Zyxel, a manufacturer of enterprise routers and VPN devices, has issued a notification that attackers are targeting its devices and changing configurations to gain remote access to a network.
According to Zyxel, the attacks targeted the USG, ZyWALL, USG FLEX, ATP, and VPN series using on-premise ZLD firmware. All are multi-purpose networking devices that the company sells to enterprise customers as systems that include VPN, firewall, and load balancing.
The company stated in an email, “We recently became aware of a sophisticated threat actor targeting a small subset of Zyxel security appliances that have remote management or SSL VPN enabled.”
As per the vendor’s information, the attacks appear to follow the following pattern:
The threat actor tries to access a device through WAN, if successful, the threat actor bypasses the authentication and establishes SSL VPN tunnels with unknown user accounts, such as “zyxel slIvpn”, “zyxel ts”, or “zyxel vpn test”, to change the device’s configuration.
Zyxel spokespersons in the United States and the United Kingdom have not responded to requests for additional information.
At the time of writing, it is unknown whether the attacker is targeting unpatched devices using an existing vulnerability or a never-before-seen flaw known as a “zero-day” in cyber-security circles.
It’s also unclear whether the assaults have already resulted in security breaches at any of Zyxel’s customers or if the vendor discovered the attack early with honeytraps and is now alerting clients ahead of a potentially larger wave of incoming attacks.
Despite this, the vendor appears to feel that the attacks may be avoided.
As per the research, The Record experts advised maintaining a proper security policy for remote access is currently the most effective way to reduce the attack surface and certain points must be noted:
1. Unless you must manage devices from the WAN side, disable HTTP/HTTPS services from WAN.

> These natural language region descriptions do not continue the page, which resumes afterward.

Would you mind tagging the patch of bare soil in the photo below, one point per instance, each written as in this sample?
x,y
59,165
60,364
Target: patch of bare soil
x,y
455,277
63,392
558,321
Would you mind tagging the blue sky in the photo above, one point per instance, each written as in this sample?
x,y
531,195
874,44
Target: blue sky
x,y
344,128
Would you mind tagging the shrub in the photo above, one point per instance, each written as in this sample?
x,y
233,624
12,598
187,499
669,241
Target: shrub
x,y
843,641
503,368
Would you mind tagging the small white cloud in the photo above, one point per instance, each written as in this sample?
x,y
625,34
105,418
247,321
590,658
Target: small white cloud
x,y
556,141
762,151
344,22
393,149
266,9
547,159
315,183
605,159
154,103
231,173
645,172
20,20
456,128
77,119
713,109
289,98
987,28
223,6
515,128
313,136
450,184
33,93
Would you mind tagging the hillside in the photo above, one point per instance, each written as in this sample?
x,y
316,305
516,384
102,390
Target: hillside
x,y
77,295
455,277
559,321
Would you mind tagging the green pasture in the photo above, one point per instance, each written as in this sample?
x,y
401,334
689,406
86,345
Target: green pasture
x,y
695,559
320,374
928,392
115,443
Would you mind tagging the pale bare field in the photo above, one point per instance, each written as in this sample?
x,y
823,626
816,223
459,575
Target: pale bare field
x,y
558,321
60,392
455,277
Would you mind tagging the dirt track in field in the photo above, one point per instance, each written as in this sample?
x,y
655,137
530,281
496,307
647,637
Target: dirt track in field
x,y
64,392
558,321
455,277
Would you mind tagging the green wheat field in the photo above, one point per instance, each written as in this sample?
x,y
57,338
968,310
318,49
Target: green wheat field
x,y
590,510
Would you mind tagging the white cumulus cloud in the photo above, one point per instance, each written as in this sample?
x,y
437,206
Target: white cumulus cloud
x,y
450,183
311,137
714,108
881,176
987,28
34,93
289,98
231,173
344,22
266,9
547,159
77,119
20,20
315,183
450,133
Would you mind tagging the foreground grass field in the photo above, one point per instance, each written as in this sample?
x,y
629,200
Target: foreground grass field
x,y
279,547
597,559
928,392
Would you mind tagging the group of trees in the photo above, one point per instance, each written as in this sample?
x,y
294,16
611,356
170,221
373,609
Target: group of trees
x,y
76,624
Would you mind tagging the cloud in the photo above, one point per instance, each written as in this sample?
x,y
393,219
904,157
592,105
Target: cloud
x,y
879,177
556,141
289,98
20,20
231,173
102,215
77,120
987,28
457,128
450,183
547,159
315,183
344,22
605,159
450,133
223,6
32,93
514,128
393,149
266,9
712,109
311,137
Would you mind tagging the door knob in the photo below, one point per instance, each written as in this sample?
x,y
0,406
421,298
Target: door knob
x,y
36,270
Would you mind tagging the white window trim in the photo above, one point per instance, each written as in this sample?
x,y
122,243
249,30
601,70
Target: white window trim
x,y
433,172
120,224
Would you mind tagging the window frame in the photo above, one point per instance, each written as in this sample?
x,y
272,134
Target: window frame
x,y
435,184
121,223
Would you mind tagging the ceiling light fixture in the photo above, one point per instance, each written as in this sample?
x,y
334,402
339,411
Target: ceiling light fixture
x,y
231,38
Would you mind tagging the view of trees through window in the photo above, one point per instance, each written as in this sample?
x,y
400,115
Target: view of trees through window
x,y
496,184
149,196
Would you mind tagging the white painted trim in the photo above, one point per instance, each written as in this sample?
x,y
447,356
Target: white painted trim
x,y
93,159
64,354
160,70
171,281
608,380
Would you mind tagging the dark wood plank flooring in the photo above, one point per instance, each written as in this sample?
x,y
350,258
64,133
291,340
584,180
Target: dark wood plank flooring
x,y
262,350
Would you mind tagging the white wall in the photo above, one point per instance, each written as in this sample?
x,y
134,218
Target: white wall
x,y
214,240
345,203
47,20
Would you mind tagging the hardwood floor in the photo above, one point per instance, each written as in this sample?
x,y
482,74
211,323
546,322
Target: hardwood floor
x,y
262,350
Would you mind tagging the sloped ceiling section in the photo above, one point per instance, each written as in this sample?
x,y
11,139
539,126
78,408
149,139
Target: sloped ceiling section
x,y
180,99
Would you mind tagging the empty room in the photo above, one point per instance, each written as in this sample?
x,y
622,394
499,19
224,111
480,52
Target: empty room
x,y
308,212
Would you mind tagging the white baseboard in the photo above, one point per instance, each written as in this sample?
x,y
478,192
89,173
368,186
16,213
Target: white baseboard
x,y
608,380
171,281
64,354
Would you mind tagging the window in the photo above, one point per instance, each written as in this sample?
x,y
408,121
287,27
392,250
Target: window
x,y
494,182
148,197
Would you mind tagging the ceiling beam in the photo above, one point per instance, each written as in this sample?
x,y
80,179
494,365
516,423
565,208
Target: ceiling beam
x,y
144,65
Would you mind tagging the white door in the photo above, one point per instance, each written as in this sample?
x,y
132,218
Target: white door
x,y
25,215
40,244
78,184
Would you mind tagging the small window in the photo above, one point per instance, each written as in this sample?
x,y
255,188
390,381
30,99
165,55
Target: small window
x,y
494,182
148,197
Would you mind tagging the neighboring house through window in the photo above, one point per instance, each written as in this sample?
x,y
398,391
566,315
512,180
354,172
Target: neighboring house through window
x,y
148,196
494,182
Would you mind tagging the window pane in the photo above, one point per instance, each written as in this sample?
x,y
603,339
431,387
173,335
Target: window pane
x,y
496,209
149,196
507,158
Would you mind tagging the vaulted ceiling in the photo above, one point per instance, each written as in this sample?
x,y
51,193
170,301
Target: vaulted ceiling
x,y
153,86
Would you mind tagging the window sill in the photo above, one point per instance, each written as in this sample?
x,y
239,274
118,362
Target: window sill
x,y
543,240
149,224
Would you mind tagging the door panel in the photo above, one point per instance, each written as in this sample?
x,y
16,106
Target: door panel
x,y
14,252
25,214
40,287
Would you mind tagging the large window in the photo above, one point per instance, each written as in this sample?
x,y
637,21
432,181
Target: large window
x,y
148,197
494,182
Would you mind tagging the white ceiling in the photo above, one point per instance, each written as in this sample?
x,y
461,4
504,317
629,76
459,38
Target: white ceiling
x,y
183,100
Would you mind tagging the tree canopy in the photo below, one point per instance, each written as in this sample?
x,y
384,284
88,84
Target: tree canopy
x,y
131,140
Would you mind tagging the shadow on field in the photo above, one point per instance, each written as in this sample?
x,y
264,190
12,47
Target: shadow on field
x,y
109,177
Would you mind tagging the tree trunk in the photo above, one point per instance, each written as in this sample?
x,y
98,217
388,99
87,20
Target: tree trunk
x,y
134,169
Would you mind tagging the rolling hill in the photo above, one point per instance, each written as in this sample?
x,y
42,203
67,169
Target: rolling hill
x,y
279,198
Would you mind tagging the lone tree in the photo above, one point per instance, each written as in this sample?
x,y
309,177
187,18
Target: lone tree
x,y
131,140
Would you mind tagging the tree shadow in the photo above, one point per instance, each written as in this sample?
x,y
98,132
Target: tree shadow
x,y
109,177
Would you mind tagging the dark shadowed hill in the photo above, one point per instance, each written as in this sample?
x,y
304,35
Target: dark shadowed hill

2. If you still need to manage devices from the WAN side:
• enable Policy Control and add rules to only allow access from trusted source IP addresses; and
• enable GeolP filtering to only allow access from trusted locations.
The attacks against Zyxel devices come after a series of similar attacks on a variety of VPN devices, which provide a convenient way for remote attackers to get persistent access to a corporate network.
Over the past years, Pulse Secure, Palo Alto Networks, Fortinet, Citrix, Cisco, Sonicwall, Sophos, and F5 Networks have all been targeted by a series of attacks on their firewalls, DNS servers, and load balancers. Cyber-espionage and financially motivated groups that seek to steal sensitive information frequently target these devices.